How would they acquire their first 10, 50, and 100 customers
- First 10: Directly onboard professors, lab leads, and active contributors already visible in testimonials and GitHub by offering pilot credits and a hands‑on workshop to port one existing experiment into EDSL/Coop, producing a reproducible notebook and public case study.
- First 50: Scale through academic channels: run tutorials at NLP/behavioral‑science conferences and university seminars, publish how‑to replications, and provide self‑serve academic onboarding with starter credits and ready‑to‑run notebooks to lower friction.
- First 100: Use short industry case studies showing time/cost savings and auditable comparisons to drive outbound to product/UX and market‑research teams; offer a two‑week paid pilot with clear success metrics, cost estimates, and human‑validation integration to convert to small paid accounts.
What is the rough total addressable market
Top-down context:
Expected Parrot sits between the ~$140B global insights industry and adjacent software spend (ESOMAR/ResearchWorld), the online/survey software market of roughly $3.6–4.5B today (Grand View Research, Mordor Intelligence), and a fast‑growing enterprise AI software market already in the low tens of billions (ABI Research, Grand View Research—Enterprise AI).
Bottom-up calculation:
Near‑term, if 10,000 research labs and product/UX teams adopt at ~$10k ACV, that’s ~$100M; at 50,000 teams and ~$15k ACV, that’s ~$750M. The academic slice alone is supported by a large base of higher‑education institutions globally (CWUR).
Assumptions:
- ACV for research/survey software in the $10k–$15k range per team per year.
- Addressable teams across academia and industry on the order of 10k–50k globally; the ~20k higher‑ed institutions provide part of this base (CWUR).
- This bottom‑up view focuses on survey/research software buyers and excludes broader enterprise AI tooling budgets.
Who are some of their notable competitors
- OpenAI Evals: Open‑source framework for writing and sharing reproducible model evaluations.
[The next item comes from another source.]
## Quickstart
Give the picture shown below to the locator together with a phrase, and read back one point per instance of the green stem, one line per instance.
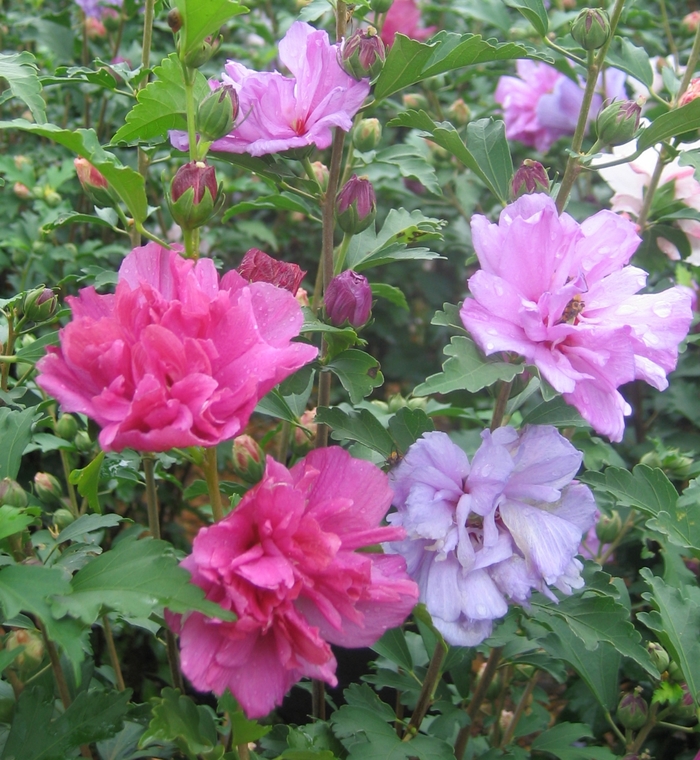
(211, 475)
(425, 698)
(151, 494)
Overlaps on repeatable experiments but is an evaluation harness rather than a hosted, multi‑model survey workspace with personas and human‑panel integrations.
- LangSmith (LangChain): Observability, testing, and evaluation for LLM apps with tracing and dashboards. Strong on app debugging and prompt testing, less focused on survey‑style persona simulations and mixed AI/human research workflows.
- Hugging Face (Evaluate / Datasets / Inference Endpoints): Large model hub with evaluation libraries, datasets, and managed inference. Great for benchmarking and deployment, but not purpose‑built for team survey/persona simulations with integrated human validation and collaboration.
- Scale AI: Enterprise data labeling and evaluation services (RLHF, safety, and eval programs). Competes on human validation and annotation, but centers on labeling and production data pipelines rather than a researcher‑friendly multi‑model survey runner with caching.
- Botium (Cyara): Conversational testing to simulate users and run automated tests across chatbot platforms. Suited for QA and integration testing, not for structured, reproducible LLM surveys and mixed AI/human research datasets.